Первого мая он подаст прошение. В июне снимет с себя мундир. Высочайшим приказом прапорщик Модест Петрович Мусоргский был уволен со службы в чине подпоручика. В июле они с братом сфотографировались вместе: Филарет сидит — в военной форме, крупный, усатый, строгий. Модест стоит. Он уже гражданский человек. На фотографии он кажется немножечко нескладным (возможно, сказалось отсутствие формы). И намного моложе своего брата. Так будет и после, Филарет, более «земной», и, несомненно — старший, Модест — тот, кто о земном забывает: всякое дело, связанное с собственным имением, будет ему даваться с трудом. Он поэтому и стремится ничем лишним не связывать себя в этом мире, еще не зная, на какое обрекает себя одиночество.
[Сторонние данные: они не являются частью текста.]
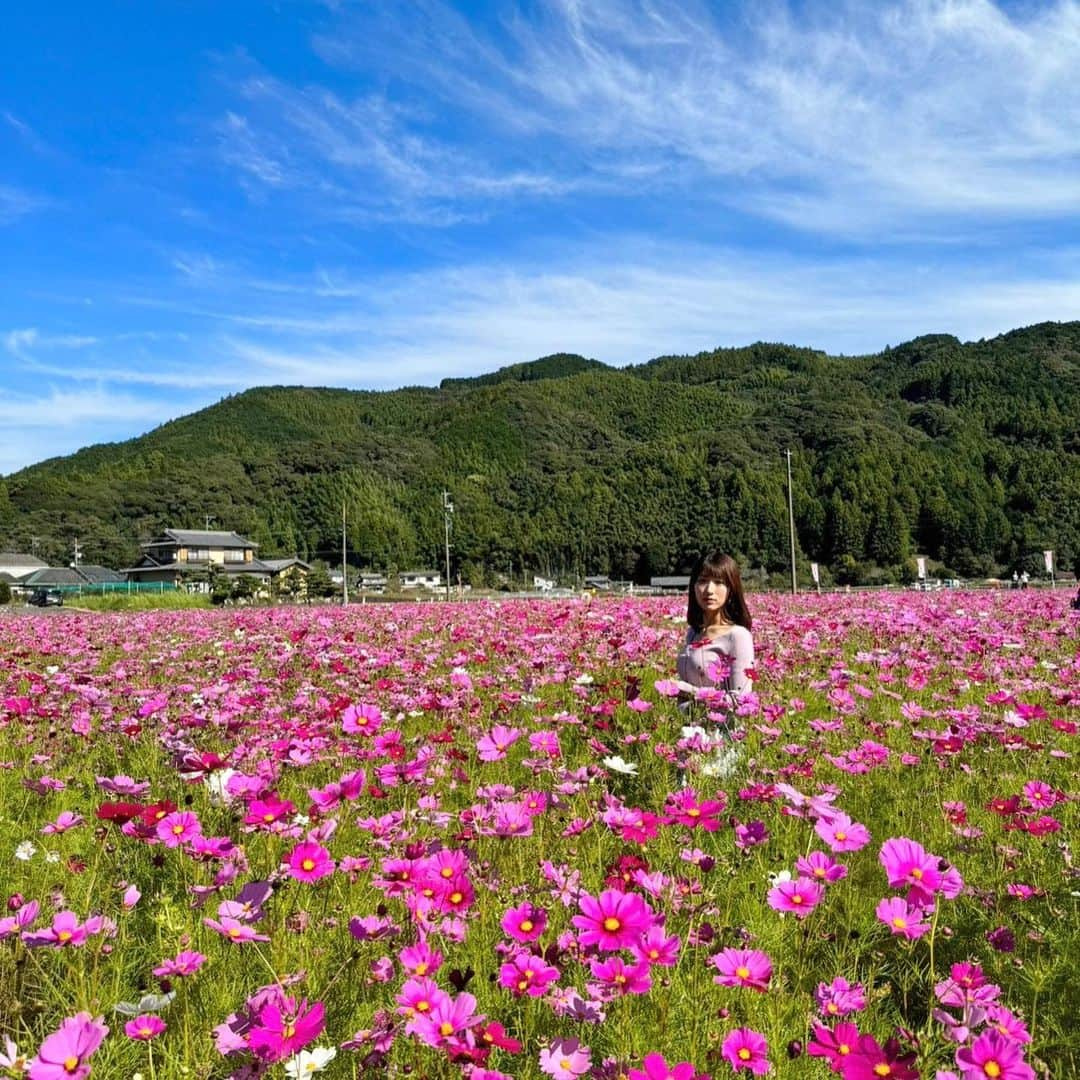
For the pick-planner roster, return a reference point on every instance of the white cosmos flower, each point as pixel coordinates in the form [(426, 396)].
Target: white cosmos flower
[(308, 1062)]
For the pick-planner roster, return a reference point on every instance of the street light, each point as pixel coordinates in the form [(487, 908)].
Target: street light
[(447, 514)]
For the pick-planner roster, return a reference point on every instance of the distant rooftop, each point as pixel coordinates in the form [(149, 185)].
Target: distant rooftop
[(201, 538)]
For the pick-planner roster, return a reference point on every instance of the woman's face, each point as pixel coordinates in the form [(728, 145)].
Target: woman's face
[(712, 594)]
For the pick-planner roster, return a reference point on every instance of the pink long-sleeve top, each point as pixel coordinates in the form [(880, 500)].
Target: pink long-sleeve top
[(732, 650)]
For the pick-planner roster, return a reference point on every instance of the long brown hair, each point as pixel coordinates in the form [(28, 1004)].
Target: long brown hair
[(718, 566)]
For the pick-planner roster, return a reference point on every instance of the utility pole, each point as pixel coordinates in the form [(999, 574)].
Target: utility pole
[(447, 514), (791, 521), (345, 576)]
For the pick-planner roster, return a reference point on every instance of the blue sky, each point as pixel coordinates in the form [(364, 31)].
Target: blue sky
[(201, 197)]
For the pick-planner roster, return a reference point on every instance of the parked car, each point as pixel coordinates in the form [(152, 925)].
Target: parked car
[(46, 597)]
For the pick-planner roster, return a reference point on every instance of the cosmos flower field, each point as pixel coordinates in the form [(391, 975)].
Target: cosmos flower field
[(487, 840)]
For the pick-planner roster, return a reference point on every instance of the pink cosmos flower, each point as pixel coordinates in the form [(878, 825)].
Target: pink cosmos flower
[(1008, 1023), (494, 746), (65, 931), (818, 866), (361, 720), (266, 813), (656, 1068), (797, 898), (745, 1049), (841, 834), (657, 947), (740, 967), (839, 998), (284, 1027), (447, 1021), (238, 932), (184, 963), (613, 920), (527, 974), (64, 1054), (525, 922), (144, 1028), (907, 863), (420, 959), (67, 820), (835, 1044), (565, 1060), (309, 862), (684, 808), (177, 827), (994, 1054), (617, 977), (902, 919)]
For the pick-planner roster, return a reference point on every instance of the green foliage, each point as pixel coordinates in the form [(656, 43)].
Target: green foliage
[(967, 454)]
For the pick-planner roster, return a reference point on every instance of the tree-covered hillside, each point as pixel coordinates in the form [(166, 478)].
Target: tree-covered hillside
[(969, 453)]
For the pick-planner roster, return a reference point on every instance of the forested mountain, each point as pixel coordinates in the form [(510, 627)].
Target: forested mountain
[(969, 453)]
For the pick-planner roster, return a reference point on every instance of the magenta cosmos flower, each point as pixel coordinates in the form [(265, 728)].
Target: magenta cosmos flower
[(145, 1027), (64, 1054), (565, 1060), (525, 922), (902, 919), (995, 1055), (282, 1029), (745, 1049), (613, 920), (742, 967), (656, 1068), (309, 862), (842, 834), (178, 827), (797, 898)]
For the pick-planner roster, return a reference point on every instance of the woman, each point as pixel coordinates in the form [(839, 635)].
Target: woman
[(719, 647)]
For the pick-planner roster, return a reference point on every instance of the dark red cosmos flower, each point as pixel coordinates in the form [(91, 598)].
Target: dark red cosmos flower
[(120, 812)]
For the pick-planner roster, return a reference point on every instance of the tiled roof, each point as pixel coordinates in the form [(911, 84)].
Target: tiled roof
[(201, 538)]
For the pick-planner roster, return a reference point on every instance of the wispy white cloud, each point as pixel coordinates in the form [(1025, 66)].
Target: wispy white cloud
[(846, 118)]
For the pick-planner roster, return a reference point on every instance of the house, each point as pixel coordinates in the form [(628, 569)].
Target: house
[(671, 584), (373, 582), (421, 579), (188, 558), (70, 578)]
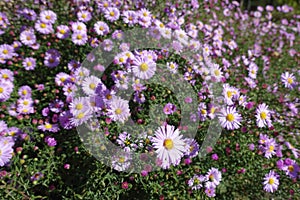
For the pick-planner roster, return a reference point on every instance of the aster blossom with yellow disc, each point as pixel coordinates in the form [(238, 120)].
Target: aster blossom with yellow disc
[(169, 145)]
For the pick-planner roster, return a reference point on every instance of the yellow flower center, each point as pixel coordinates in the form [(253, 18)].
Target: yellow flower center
[(118, 111), (29, 63), (121, 160), (144, 67), (25, 102), (290, 80), (217, 72), (263, 115), (121, 59), (112, 14), (79, 106), (168, 144), (291, 168), (92, 86), (80, 115), (48, 126), (230, 117)]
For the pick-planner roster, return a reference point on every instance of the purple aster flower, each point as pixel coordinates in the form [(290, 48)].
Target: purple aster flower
[(29, 14), (7, 51), (51, 142), (112, 14), (28, 37), (196, 182), (43, 28), (62, 31), (48, 16), (56, 106), (6, 150), (29, 63), (37, 176), (169, 108), (49, 127), (79, 38), (101, 28), (6, 89), (24, 91), (52, 58), (193, 147), (271, 182), (84, 15), (130, 17)]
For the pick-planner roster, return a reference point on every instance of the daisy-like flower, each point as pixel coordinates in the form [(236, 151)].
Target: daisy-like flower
[(216, 72), (6, 151), (121, 161), (119, 109), (79, 38), (143, 68), (169, 145), (24, 91), (28, 37), (172, 66), (6, 75), (112, 14), (6, 88), (6, 51), (79, 27), (43, 28), (196, 182), (230, 118), (29, 63), (270, 148), (129, 17), (271, 181), (80, 104), (213, 177), (90, 84), (52, 58), (101, 28), (230, 94), (49, 127), (48, 16), (84, 16), (62, 32), (288, 79), (263, 116)]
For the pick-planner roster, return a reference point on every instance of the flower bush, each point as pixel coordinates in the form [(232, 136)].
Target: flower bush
[(243, 67)]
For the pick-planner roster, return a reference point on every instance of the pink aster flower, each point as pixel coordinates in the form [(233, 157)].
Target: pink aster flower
[(230, 118), (271, 182), (169, 145)]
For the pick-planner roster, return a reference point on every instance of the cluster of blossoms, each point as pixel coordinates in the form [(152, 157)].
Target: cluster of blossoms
[(209, 181), (68, 110)]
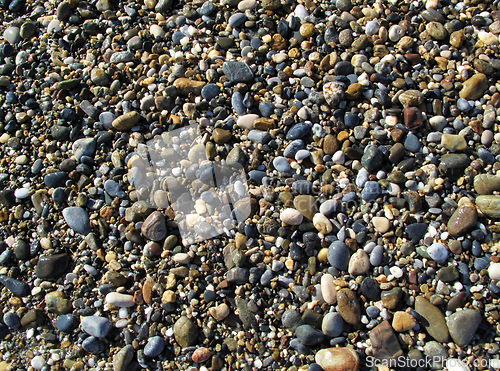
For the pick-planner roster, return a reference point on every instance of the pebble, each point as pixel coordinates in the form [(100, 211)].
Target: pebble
[(77, 219), (96, 326), (337, 359), (463, 325)]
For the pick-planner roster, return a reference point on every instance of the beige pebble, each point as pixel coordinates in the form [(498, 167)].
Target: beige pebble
[(322, 224), (328, 289), (381, 224)]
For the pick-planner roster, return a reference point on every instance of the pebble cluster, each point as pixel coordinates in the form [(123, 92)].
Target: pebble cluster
[(369, 132)]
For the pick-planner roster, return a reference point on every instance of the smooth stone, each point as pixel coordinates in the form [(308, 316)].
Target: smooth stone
[(486, 184), (359, 263), (308, 335), (489, 205), (291, 217), (474, 87), (119, 300), (185, 332), (381, 223), (332, 324), (84, 147), (306, 204), (403, 321), (322, 224), (494, 271), (281, 164), (463, 219), (328, 289), (246, 121), (348, 306), (432, 319), (384, 342), (53, 180), (338, 255), (453, 142), (12, 35), (122, 359), (96, 326), (77, 219), (237, 71), (438, 252), (16, 287), (126, 121), (371, 191), (337, 359), (52, 265), (463, 325), (66, 323), (154, 227), (154, 346)]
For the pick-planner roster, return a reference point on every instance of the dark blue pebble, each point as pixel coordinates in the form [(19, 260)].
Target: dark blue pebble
[(371, 191), (210, 91)]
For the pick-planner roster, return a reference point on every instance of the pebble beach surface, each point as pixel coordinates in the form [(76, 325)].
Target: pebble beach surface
[(369, 132)]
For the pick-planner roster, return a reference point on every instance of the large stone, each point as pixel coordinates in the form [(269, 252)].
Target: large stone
[(385, 344), (463, 326), (432, 319), (489, 205), (348, 306), (463, 219), (337, 359), (474, 87), (154, 227)]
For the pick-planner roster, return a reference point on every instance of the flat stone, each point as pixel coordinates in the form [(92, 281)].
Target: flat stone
[(348, 306), (403, 321), (463, 325), (463, 219), (489, 205), (432, 319), (385, 344), (474, 87), (96, 326), (119, 300), (154, 227), (337, 359), (453, 142), (77, 219)]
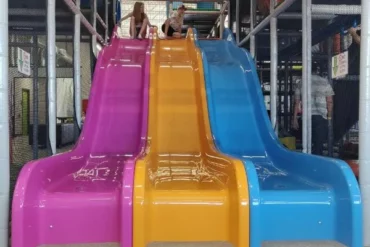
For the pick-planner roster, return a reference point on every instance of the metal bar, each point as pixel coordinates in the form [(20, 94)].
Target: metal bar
[(52, 109), (4, 125), (306, 75), (77, 67), (298, 16), (281, 8), (330, 121), (98, 17), (222, 10), (336, 9), (35, 122), (286, 94), (222, 20), (203, 12), (191, 1), (106, 21), (84, 21), (291, 100), (364, 118), (274, 67), (252, 23), (237, 21)]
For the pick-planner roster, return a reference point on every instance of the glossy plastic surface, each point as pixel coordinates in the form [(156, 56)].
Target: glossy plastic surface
[(85, 195), (293, 196), (185, 191)]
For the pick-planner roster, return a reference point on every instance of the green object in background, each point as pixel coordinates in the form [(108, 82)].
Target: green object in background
[(288, 142)]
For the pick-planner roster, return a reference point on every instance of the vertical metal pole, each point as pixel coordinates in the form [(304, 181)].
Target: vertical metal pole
[(286, 94), (77, 67), (237, 21), (35, 122), (273, 69), (330, 122), (364, 130), (306, 75), (253, 21), (52, 107), (167, 9), (229, 14), (291, 100), (106, 21), (170, 9), (4, 125)]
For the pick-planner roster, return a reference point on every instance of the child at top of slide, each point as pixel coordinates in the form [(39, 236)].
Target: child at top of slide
[(173, 25), (139, 21)]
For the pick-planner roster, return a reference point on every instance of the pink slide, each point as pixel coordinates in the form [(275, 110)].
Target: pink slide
[(85, 196)]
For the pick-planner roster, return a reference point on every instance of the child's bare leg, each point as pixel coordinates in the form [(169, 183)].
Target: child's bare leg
[(143, 28)]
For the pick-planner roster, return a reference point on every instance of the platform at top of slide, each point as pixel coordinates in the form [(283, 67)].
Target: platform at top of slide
[(85, 196)]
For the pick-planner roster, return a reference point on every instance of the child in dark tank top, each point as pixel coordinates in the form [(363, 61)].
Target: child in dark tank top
[(139, 21)]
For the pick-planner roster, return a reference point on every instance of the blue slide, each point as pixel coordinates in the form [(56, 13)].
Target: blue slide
[(295, 199)]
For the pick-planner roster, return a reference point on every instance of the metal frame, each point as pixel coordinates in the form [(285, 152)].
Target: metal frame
[(51, 71), (364, 117)]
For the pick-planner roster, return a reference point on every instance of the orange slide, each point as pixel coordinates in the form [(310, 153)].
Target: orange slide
[(185, 191)]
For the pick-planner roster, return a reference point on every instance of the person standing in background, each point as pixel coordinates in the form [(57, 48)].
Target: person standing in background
[(172, 27), (322, 109)]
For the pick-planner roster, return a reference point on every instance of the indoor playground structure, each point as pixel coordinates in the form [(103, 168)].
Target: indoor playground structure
[(177, 150)]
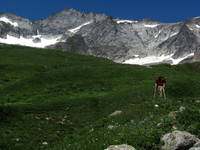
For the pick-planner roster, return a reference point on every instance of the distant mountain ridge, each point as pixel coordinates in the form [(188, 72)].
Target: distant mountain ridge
[(125, 41)]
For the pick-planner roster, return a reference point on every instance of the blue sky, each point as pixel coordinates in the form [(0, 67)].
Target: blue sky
[(159, 10)]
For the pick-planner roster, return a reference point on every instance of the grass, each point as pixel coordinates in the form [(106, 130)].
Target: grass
[(65, 100)]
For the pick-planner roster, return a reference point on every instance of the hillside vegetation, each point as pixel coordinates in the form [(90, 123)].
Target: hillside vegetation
[(51, 100)]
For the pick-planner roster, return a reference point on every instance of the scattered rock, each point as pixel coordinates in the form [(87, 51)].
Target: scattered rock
[(196, 146), (117, 112), (112, 127), (120, 147), (174, 114), (178, 140)]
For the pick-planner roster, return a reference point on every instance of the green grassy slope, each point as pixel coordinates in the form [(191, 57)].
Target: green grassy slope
[(65, 99)]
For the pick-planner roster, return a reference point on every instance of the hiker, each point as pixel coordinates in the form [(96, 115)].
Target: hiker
[(160, 84)]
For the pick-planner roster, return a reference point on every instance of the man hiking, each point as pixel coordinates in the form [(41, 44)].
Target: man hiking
[(160, 84)]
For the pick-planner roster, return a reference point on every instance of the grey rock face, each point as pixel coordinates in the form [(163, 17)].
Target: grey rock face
[(120, 147), (178, 140), (196, 146), (115, 39), (65, 20)]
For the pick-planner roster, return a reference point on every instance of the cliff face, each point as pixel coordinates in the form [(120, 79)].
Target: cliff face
[(101, 35)]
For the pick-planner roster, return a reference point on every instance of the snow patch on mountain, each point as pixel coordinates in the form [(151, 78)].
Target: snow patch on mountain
[(74, 30), (6, 20), (156, 59), (198, 26), (151, 25), (29, 41), (125, 21), (173, 34)]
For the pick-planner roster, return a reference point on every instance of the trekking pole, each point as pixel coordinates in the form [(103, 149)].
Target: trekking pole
[(164, 93), (154, 94)]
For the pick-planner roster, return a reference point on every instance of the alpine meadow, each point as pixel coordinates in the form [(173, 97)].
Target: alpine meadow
[(54, 100)]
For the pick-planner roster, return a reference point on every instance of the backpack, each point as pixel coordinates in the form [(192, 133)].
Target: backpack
[(160, 81)]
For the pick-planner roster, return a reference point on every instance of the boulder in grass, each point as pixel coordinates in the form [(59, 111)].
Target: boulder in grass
[(196, 146), (120, 147), (178, 140), (117, 112)]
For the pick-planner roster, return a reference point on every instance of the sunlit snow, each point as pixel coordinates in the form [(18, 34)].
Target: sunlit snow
[(126, 21), (6, 20), (156, 59), (29, 41), (151, 25), (173, 34), (198, 26), (74, 30)]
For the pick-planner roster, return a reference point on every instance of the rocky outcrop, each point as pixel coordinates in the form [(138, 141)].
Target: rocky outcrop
[(178, 140), (101, 35), (196, 146), (120, 147)]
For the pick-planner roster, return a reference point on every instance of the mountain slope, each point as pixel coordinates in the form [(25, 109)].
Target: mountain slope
[(125, 41), (56, 100)]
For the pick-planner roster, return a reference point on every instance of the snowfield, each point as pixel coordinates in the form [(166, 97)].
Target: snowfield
[(156, 59), (6, 20), (29, 41)]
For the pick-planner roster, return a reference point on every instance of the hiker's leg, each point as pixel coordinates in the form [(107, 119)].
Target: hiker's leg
[(164, 93), (160, 91)]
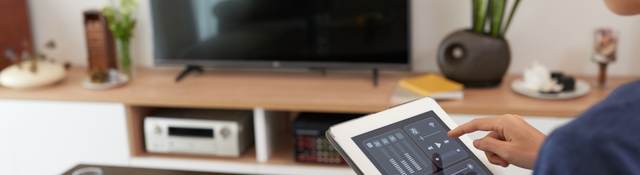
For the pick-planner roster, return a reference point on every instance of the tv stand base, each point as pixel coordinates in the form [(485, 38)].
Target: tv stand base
[(188, 70)]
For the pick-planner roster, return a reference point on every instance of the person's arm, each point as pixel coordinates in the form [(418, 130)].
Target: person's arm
[(511, 140), (624, 7)]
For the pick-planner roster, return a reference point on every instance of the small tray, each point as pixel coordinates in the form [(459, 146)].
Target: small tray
[(582, 88)]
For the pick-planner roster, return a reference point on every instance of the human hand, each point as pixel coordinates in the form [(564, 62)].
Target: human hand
[(511, 139)]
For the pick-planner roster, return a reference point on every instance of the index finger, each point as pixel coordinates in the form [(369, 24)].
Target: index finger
[(479, 124)]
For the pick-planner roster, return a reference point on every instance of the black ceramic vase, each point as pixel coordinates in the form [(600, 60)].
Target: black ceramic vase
[(474, 60)]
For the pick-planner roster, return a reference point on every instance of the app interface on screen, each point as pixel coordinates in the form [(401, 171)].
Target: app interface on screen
[(419, 145)]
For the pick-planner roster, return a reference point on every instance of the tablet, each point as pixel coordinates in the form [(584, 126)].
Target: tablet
[(408, 139)]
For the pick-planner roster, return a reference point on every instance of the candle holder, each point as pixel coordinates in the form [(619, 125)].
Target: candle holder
[(604, 52)]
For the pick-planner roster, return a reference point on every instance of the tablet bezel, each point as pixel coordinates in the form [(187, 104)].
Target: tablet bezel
[(343, 133)]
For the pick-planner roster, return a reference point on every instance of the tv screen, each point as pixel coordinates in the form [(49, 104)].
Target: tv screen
[(282, 33)]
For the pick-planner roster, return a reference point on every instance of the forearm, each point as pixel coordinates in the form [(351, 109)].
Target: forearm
[(624, 7)]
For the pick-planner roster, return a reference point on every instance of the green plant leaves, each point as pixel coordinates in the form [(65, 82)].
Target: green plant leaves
[(497, 14), (492, 13), (514, 8), (121, 21), (479, 15)]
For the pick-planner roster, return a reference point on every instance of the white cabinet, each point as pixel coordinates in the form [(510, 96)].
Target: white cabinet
[(41, 137)]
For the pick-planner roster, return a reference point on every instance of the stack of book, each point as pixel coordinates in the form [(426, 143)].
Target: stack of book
[(430, 85)]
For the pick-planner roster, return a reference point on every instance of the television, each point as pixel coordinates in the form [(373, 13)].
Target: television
[(324, 34)]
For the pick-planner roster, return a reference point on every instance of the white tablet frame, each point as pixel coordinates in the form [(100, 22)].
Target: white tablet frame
[(343, 133)]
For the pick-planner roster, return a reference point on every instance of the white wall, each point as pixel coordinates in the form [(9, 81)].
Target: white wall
[(558, 33)]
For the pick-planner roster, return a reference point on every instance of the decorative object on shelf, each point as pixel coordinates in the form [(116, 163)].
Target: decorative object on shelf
[(429, 85), (480, 56), (121, 22), (311, 146), (103, 73), (538, 82), (105, 80), (605, 49), (31, 70), (16, 28)]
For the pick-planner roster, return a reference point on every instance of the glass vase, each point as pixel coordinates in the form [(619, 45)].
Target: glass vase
[(125, 65)]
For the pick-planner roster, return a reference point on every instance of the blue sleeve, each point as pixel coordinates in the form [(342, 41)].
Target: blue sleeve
[(561, 154), (570, 152), (603, 140)]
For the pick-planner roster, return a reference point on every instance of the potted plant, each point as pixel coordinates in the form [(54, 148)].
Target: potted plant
[(479, 56), (121, 23)]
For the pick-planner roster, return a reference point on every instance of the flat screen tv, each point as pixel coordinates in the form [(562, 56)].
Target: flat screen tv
[(346, 34)]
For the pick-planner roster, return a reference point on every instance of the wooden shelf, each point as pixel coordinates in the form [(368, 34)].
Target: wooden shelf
[(297, 91)]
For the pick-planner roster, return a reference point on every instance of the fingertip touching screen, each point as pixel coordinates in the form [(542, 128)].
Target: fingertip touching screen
[(419, 145)]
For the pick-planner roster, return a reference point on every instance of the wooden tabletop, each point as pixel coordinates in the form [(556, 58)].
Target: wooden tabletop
[(295, 91)]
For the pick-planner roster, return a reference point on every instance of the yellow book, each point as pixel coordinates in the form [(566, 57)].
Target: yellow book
[(429, 85)]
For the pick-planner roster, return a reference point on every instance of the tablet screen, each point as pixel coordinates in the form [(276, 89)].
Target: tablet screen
[(419, 145)]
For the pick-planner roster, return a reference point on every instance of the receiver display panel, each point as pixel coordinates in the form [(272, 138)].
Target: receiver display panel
[(419, 145)]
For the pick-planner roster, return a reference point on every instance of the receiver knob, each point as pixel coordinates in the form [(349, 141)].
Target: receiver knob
[(225, 132)]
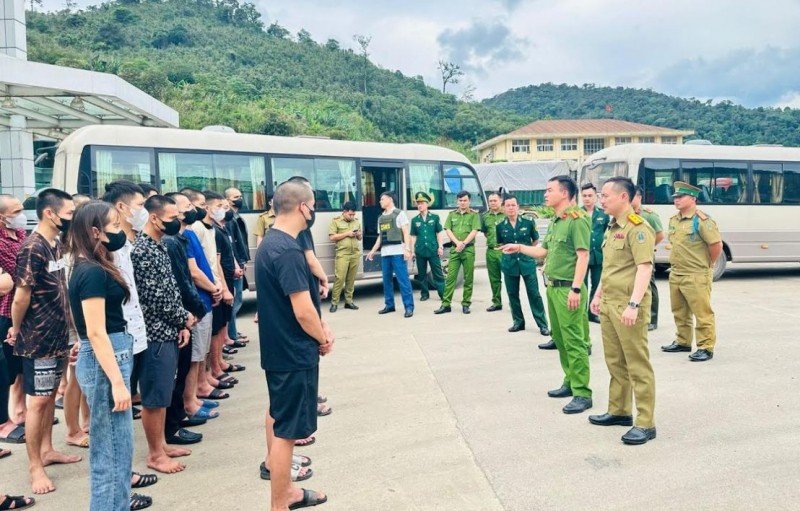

* * *Вольная жизнь Мусоргского сразу обретает черты какой-то разрозненности, неупорядоченности, неотчетливости. Вот они с братом в деревне под Тихвином на свадьбе Георгия Федоровича Менгдена, товарища по Школе гвардейских подпрапорщиков. Если вслушаться в самый тон письма к Балакиреву, где он упомянет об этом событии, жилось ему там спокойно и замечательно. Видел дивный народный праздник по случаю свадьбы, купался с братом в реке, так что иной раз «все водяное царство стонало». Если и есть хоть какая-то проговорка о чем-то ином — то в самом конце: «Кито вас обнимает, Милий, и я вас целую от души и желаю быть здоровым». Просто привычная благожелательность? Или вдруг проговорился о самом себе? О той нервной болезни, которая с ним приключилась, скажет много позже, в автобиографической записочке, составленной для сестры Глинки, Людмилы Ивановны Шестаковой: чтоб изжить душевный мрак — «купался в ключах Тихвинского уезда».
Болезнь заставила припомнить Лафатера. «Физиогномика» Иоганна Каспара давно пройдена, Мусоргский в письме к Милию с улыбкой (за которой уже чуть-чуть различимо его будущее скоморошество) воспроизводит Лафатерово изображение Бахуса: «…довольно сангвинического темперамента, но, впрочем, заметно больше материального, нежели божественного». Но тогда, в 1858-м, ему открылся и еще один лик Лафатера. Этот Иоганн Каспар писал «о состоянии души после смерти»: о возможности общения с усопшими.